И заговорила о прочитанной только что книге воспоминаний Александра Леонидовича Пастернака, брата поэта. Тот в двадцатые годы приехал в Берлин к родителям и был потрясен комфортабельностью быта: бесшумностью газа, теплом, светом, уютом…

– Это как раз в те годы, когда в России была полнейшая разруха, керосинки, примусы…

– Но ведь до революции, до всего этого кошмара… – попыталась возразить я.

– И до революции было то же самое, – отмахнулась Л.Б. – Но до революции была прислуга. Что касается двадцатых годов, я их прекрасно помню, эти проклятые двадцатые годы. Совершенно невозможное существование!

Вот чего в ней нет – поэтизирования „своего времени“. На историю страны и людей смотрит совершенно трезвыми и порой беспощадными глазами. „Графинюшка“, как называют ее друзья, – ей незачем заискивать перед родиной. Поэтому она во все времена тут уместна и везде „своя“...

Любопытная байка из третьих рук: однажды в ЦДЛ к столику, за которым Л.Б. сидела с друзьями, подвалил нетрезвый писатель-почвенник, и чуть не со слезою в голосе воскликнул:

– Лидия Борисовна! Вы же русская графиня, как вы можете якшаться со всем этим сбродом инородцев… Ваше место рядом с нами, русскими писателями, ведь ваши предки… и наши предки…

На что графиня якобы ответила:

– Милейший, мои предки ваших предков на конюшне секли…

(Странно, что я так и не удосужилась подтвердить подлинность случая у самой „Графинюшки“...Но точность реакции, и ее неповторимая интонация – весьма достоверны.)»

*

«...Приехал в Москву Губерман, тут и Михаил Вайскопф оказался. Мы собрались у нас. Игорь пришел с Лидией Борисовной, позже забежал Виктор Шендерович с Милой… И получился чудный легкий вечер. Много хохотали – за столом-то все сидели первоклассные рассказчики.

Невозможно вспомнить все, о чем говорили. Но вот – о диктаторах, в частности, о Чаушеску. При каких обстоятельствах его расстреляли.

Лидия Борисовна, возмущенно:

– Самое ужасное то, что им с женой перед смертью мерили давление. Какой-то сюрреализм! Ну, зачем, зачем им давление мерили?!

Вайскопф обронил:

– Проверяли – выдержат ли расстрел.

Все захохотали, а Шендерович вообще смеялся, как безумный, и заявил, что завтра едет в Тверь выступать и на выступлении обязательно опробует эту шутку».

*

«...Когда я организовываю очередной семинар на темы культуры, общества, толерантности или еще чего-нибудь эдакого, я всегда приглашаю Лидию Борисовну. Прошу выступить, сказать „что-нибудь“. Даже если это касается какого-нибудь специального вопроса, например, по изобразительному искусству. И вот что поразительно: она никогда не выступает „просто так“, для зачина.
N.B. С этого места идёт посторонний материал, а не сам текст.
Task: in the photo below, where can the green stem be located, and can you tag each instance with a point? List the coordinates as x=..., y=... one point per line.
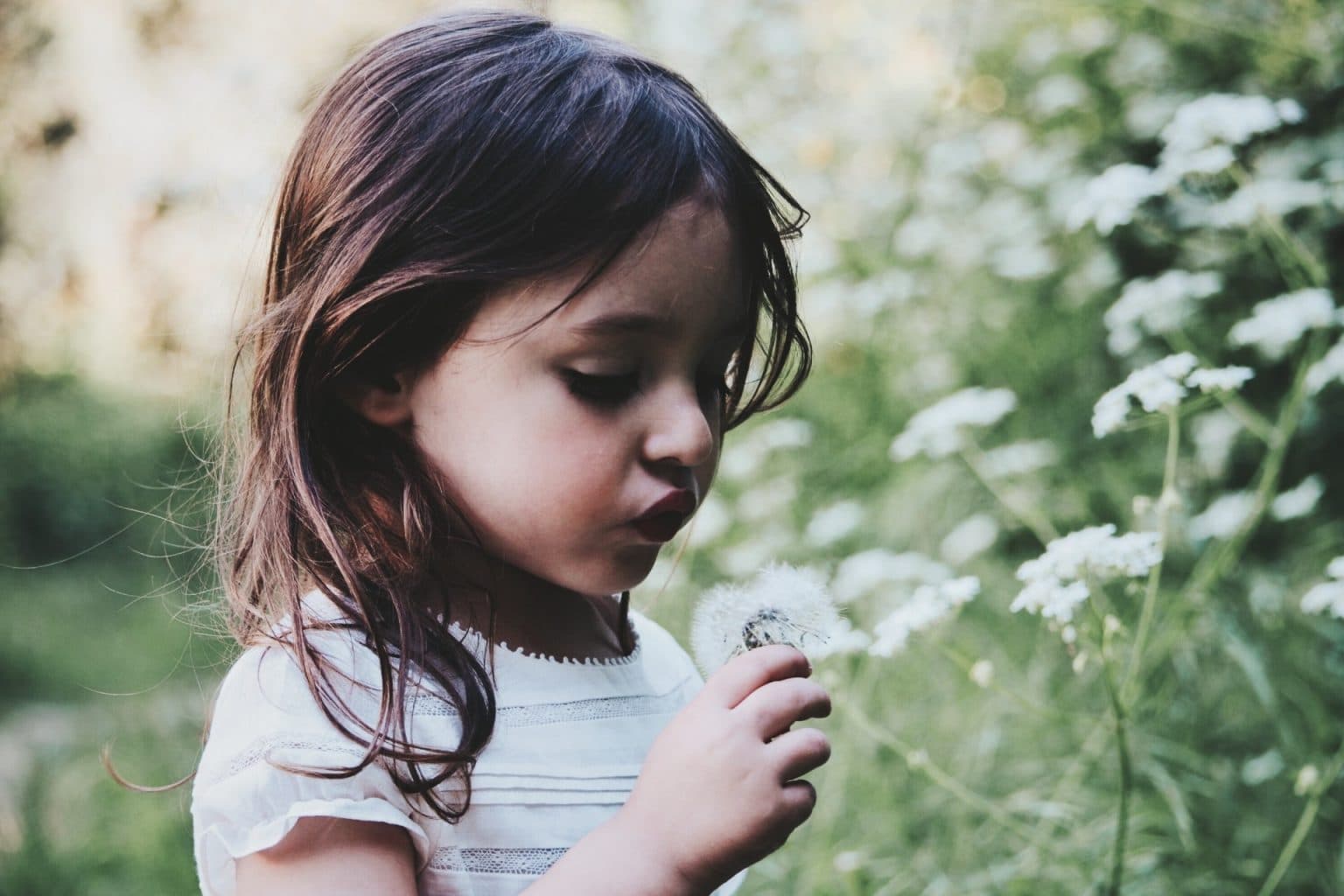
x=1304, y=825
x=1166, y=502
x=1126, y=780
x=1028, y=516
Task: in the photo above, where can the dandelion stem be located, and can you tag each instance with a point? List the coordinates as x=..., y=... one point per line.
x=944, y=780
x=1304, y=823
x=964, y=662
x=1028, y=516
x=1166, y=502
x=1126, y=780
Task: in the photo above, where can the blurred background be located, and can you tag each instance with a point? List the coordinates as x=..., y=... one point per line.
x=944, y=150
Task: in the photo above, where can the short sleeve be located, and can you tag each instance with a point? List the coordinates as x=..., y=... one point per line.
x=265, y=717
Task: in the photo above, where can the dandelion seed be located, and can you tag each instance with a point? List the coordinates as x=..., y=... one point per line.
x=1277, y=323
x=781, y=605
x=1328, y=369
x=1298, y=501
x=1055, y=584
x=983, y=673
x=1219, y=379
x=941, y=429
x=924, y=609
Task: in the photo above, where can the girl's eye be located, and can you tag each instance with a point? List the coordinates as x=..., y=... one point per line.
x=604, y=389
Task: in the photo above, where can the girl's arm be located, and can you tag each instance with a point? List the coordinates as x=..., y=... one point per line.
x=332, y=858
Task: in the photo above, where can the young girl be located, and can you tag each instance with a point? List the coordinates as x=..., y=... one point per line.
x=519, y=278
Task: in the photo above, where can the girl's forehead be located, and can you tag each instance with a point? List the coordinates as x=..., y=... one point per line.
x=682, y=276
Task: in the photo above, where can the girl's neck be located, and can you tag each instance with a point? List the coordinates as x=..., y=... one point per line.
x=531, y=614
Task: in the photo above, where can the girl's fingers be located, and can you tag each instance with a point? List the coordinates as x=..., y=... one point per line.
x=777, y=704
x=797, y=752
x=744, y=675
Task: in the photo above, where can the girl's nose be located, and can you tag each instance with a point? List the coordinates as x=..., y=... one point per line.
x=680, y=429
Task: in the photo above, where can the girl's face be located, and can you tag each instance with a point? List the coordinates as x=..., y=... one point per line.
x=553, y=442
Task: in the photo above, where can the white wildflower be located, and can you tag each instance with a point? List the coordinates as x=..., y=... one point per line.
x=1306, y=780
x=1225, y=120
x=1055, y=584
x=1277, y=323
x=1329, y=368
x=929, y=605
x=863, y=572
x=1219, y=379
x=1018, y=458
x=1222, y=517
x=1328, y=597
x=832, y=522
x=1298, y=501
x=983, y=673
x=1156, y=387
x=1112, y=198
x=972, y=536
x=1158, y=305
x=781, y=605
x=1265, y=196
x=941, y=429
x=1261, y=768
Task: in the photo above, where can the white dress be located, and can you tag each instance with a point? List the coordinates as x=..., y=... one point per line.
x=569, y=742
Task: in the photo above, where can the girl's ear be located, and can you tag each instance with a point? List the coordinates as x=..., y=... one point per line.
x=383, y=401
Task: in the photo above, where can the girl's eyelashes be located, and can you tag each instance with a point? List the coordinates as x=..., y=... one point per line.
x=602, y=388
x=611, y=389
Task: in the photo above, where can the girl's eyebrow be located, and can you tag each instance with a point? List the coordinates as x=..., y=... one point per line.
x=641, y=323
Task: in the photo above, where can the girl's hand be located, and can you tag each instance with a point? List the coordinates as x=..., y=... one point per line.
x=718, y=790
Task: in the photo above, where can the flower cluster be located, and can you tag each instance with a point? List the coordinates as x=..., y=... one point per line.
x=1156, y=305
x=1161, y=386
x=941, y=429
x=925, y=607
x=1328, y=597
x=1057, y=582
x=1277, y=323
x=781, y=605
Все, что она говорит, убедительно, точно, интересно и касается сегодняшнего дня в самом животрепещущем смысле слова. Дал же Господь ясность и масштабность ума! – толстовские гены.

Едем на очередной семинар в Подмосковье. Я заезжаю за Лидией Борисовной на машине. Она, с палкой в руке, тяжело спускается по ступенькам знаменитого писательского дома в Лаврушинском – уже несколько месяцев ее серьезно беспокоит нога. Медленно, в несколько приемов, усаживается в машину. Говорит:

– Я теперь, когда сажусь в машину, вспоминаю своих правнуков. Они учатся в такой школе в Израиле, которая называется „Школа радости“. И в программе есть уроки русского языка. Они там выучили и повторяют во время зарядки такой стишок: „Ножку правую вперед, ножку левую назад, а потом еще вокруг и немного потрясти“.

По дороге на Истру я рассказываю про наш вчерашний потоп (прорвало батарею парового отопления), как мы полночи боролись со стихией – благо, в гостях очень кстати оказался приятель из Америки, в советском прошлом инженер-механик…

Лидия Борисовна на это:

– Скажите спасибо, что у вас воду прорвало, а не что другое. У меня однажды прорвало канализацию, я думала, что сойду с ума. Хорошо, что за столько лет советская власть приучила нас жить в говне… а то бы даже и не знаю, как справилась…

Когда на другой день вечером возвращаемся, я помогаю ей подняться по ступеням к двери в парадное, входим, она осматривается и говорит деловито:

– Как тут намусорено! Надо завтра подмести. Я, пораженно:

– Лидия Борисовна! Неужели, кроме вас, некому в парадном подметать!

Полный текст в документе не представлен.